Intervista a Luca Maffei (2/3)

 (l'intervista inizia qui)


Cos'è per te la Natura?
La Natura è il vertice dell'ispirazione. E' una sfida a replicarla. Quando lavoravo a Rose Taif di Perris Montecarlo (qui),  Gian Luca continuava a dirmi: ”Rendila vera! Voglio annusare il fiore vivo!”. Fu una sfida difficile ma il risultato mi soddisfa molto.
Invece, quando lavorai per il loro profumo Oud Imperial, l'indicazione di Gian Luca fu completamente diversa: aveva chiesto un vero oud orientale, così come lo indosserebbero i medio orientali: ovvero ricco, pesante, naturalmente legnoso e “sporco”, terroso. Più ci lavoravo più mi diceva “Sporcalo, sporcalo!”.

Quali materie prime ami particolarmente?
Legni e spezie mi piacciono molto.

Secondo te cosa serve per comporre buoni profumi?
Il 40% di studio, il 30% di esperienza, il 20% di passione, quella che ti fa cercare, studiare, progredire e il 10% è tutta quella sfera di emozioni, sentimenti, ricordi, e sintonia con il committente.

Sintonia con il committente?!?
Certo! Io sono una persona epidermica, se non c'è feeling “a pelle” con il committente, faccio più fatica a portare avanti il progetto!

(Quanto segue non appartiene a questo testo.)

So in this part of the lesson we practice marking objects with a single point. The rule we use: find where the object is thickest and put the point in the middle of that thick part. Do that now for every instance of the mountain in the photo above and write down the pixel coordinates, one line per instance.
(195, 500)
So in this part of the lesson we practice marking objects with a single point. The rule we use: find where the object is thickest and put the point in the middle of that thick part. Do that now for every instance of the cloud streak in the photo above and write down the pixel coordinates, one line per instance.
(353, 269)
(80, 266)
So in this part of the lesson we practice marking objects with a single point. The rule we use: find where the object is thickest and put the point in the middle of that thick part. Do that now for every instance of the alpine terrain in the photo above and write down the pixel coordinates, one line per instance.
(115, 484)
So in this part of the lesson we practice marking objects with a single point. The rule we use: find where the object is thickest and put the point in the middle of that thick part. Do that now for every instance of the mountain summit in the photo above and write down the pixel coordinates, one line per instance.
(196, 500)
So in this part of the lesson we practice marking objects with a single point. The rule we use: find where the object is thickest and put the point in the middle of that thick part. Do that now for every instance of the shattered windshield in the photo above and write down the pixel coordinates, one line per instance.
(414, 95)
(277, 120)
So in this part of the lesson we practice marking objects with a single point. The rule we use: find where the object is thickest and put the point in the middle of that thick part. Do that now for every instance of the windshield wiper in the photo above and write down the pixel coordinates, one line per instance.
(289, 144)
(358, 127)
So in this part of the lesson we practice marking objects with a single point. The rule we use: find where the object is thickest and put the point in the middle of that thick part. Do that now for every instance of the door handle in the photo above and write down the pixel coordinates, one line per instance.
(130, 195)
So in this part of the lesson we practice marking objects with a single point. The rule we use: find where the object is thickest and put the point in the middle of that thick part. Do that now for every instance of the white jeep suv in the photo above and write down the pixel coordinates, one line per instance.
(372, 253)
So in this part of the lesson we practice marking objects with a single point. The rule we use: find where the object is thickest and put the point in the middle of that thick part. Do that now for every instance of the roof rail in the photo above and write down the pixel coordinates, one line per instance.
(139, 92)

Luca è un emotivo, vedo che cerca di essere chiaro, preciso e razionale mentre risponde alle mie domande, ma capisco benissimo che si emoziona nel darmi certe risposte, e che ha paura che quest'emozione possa trasparire e renderlo meno “autorevole”, meno “personaggio”.
"A chi fa il mio lavoro -più nell'industria che nella nicchia- viene chiesto di dimenticarsi di questa parte emotiva, sognatrice: deve essere più “democratico” e meno “sognatore”: prezzo, sillage, tenuta sono considerate più importanti dell'emozione che il profumo suscita."
Eppure quando l'emozione emerge, rende ogni cosa indimenticabile e il profumo non fa eccezione, no?

Per te il profumo è arte?
Oggi non saprei risponderti. Per quanto riguarda la profumeria del passato non ho dubbi: Guerlain, Coty, Caron erano come Degas e Monet, ma oggi la profumeria è cambiata parecchio, e mi pare si avvicini più al design che all'arte. Cioè, Alberto Morillas, Geza Schoen ecc, più che Mondrian o Tintoretto, io li vedo come Alvar Alto o Philip Starck!

Ci sono dei profumi che ti hanno convinto a fare il compositore?
Sì, ad esempio Polo Sport, il primo profumo che ho utilizzato e che mi piace ancora. Se qualcuno ce l'ha me ne accorgo a metri e metri di distanza! Poi Versace The Dreamer, che mi ha conquistato anche a causa di una originale surdose di salvia sclarea.
Anche Declaration di Cartier è un profumo che ho amato molto. Per quanto riguarda i femminili, adoro Coco di Chanel (mia madre lo usò per decenni!) e poi Insolence di Guerlain: lo trovo incredibilmente sexy e femminile!